Many home owners tend to think of cement as a traditional render. One of the more common lime renders faqs is why lime renders are often considered better than concrete.

Q. What is wrong with cement mortar?
A. Cement mortar is much harder than lime and more prone to cracking; harder coatings often don’t adhere to the wall underneath quite as well as softer lime renders. Cement should not be used on older properties as a render because this can cause a buildup of damp in the substratA. Cement renders can trap moisture and this eventually damages the very walls that they are supposed to protect.

The general public is not always conversant with different types of render and another of the lime renders faqs is from people who want to know what materials are needed for lime renders and how the materials are mixed.

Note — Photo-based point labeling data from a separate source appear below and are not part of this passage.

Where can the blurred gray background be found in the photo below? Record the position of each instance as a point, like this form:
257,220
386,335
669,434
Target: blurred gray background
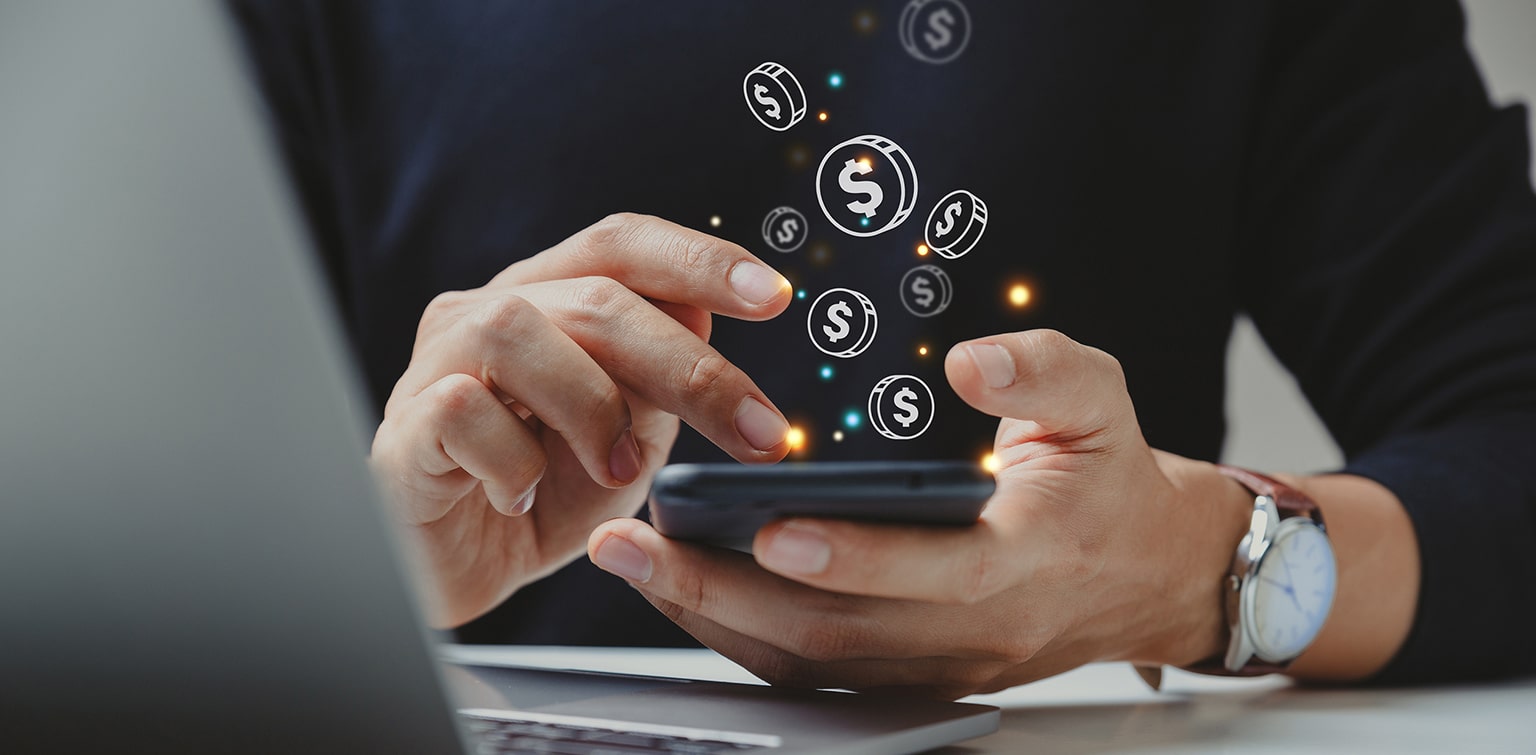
1271,425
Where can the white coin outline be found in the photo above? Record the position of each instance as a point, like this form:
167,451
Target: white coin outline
794,100
945,284
908,31
865,339
877,422
974,223
779,212
905,172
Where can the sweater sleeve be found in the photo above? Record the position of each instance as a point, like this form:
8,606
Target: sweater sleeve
1387,257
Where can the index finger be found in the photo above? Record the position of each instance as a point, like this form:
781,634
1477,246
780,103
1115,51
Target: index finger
664,261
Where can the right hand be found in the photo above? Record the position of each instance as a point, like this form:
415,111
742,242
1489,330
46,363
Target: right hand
542,402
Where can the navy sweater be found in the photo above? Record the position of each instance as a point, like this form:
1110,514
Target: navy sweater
1152,168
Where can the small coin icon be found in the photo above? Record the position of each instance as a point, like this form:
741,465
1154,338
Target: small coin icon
785,229
774,95
900,407
926,290
842,323
956,224
867,186
934,31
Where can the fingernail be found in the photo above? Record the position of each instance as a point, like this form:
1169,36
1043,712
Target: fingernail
524,504
624,461
759,425
622,557
756,283
797,550
994,362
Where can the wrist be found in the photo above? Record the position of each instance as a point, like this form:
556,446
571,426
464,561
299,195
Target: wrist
1208,516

Q. What do I need to make a lime render and how do I mix the materials?
A. As lime renders are again increasing in popularity, especially among those people who want to refurbish and older property, most building and construction websites will provide a breakdown of the materials you need ot make a lime render – lime putty is the most important ingredient – and how much sand and water are needed to make the right kind of mix.

People who are not familiar with building and construction terms get worried when they hear the word quick lime as they tend to think of it as a dangerous substance, which it can be in certain circumstances. Other people have not heard of quick lime and some lime rendering faqs are on this subject.

Q. What is quick lime?
A. Quick lime is simply the basic ingredient used in the making of lime putty, which is the most essential part of a lime rendering mix. Quicklime is simply limestone or chalk that has been burned in a kiln.

If people are not familiar with lime renderings and what constitutes quick lime they probably don’t know much about lime putty either. Lime renderings faqs lists often contain queries about lime putty.

Q. What is lime putty?
A. Lime putty is quick lime that has been slaked or soaked in water and the resulting material is also known as fat lime or non-hydraulic lime.